Metal sex isn't quite the same as your average "rom-com" version of doing the deed. Heavy metal represents passion, organized chaos, honesty, and promiscuity — not logic and reason and the five-date rule.
I'm a strong believer in using music to manipulate a situation. Think about it: DJs change the entire atmosphere of a crowd merely by playing a certain song at the perfect time. More often than not, rock stars are not attractive; usually chicks flock to the music for that sexually charged energy, not the particular person. The key to accomplishing this feat — in a heavy metal, at least — is to get in tune with those heavier tracks that make chicks (or dudes) who usually prefer tamer music in the bedroom into metal believers. That way, you get to listen to the music you love during sex, while the other person, clearly in the wrong place at the wrong time, is exposed to something new and exciting.
Or maybe you're just making a bet with a friend that spinning the girly sounds of Iron Maiden's Bruce Dickinson will result in her matching the decibels of "Run to the Hills."
After all, that's how I got the idea for this Metal Monday column. Yesterday, at a beer-soaked day at the pool, my girlfriend Angela and I got into a debate (she's from New Jersey, so it's a huge shocker she likes to argue). Angela has been a gorgeous, cynical, sarcastic friend of mine for several years, but we've always butted heads about music. It's gotten to the point where I just play metal around her to piss her off, and she glares at me and yells out in her Jersey Shore-esque manner, "No one wants to hear that shit, Lauren! [mimicking guttural growls] Who listens to that shit? I mean really! Um, ever!"

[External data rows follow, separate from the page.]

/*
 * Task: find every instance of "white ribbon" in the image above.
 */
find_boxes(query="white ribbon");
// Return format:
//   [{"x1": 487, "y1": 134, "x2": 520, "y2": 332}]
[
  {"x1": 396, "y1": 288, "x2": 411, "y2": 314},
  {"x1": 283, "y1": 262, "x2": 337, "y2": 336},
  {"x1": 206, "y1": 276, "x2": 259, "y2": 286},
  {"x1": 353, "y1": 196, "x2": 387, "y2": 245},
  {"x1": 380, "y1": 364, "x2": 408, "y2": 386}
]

So, Angela and I made a bet that I would be able to create a heavy metal playlist that she would like to have sex to — the result of a conversation that probably isn't very appropriate to be forever saved into the eternity of the Internet. She's a good sport, though, and she promised to give it a try.
This is no easy task. Convincing most girls that heavy metal is fun in the bedroom is like trying to convince boy bands like One Direction that they won't have a career in five years. And according to Cosmopolitan magazine's list of "12 Hottest Songs to Have Sex To," girls most often opt for such freaky time songs as "Sex on Fire" (Kings of Leon), "Cockiness" (Rihanna), "Sexual Healing" (Marvin Gaye), "It Will Rain" (Bruno Mars), and "Criminal" (Fiona Apple).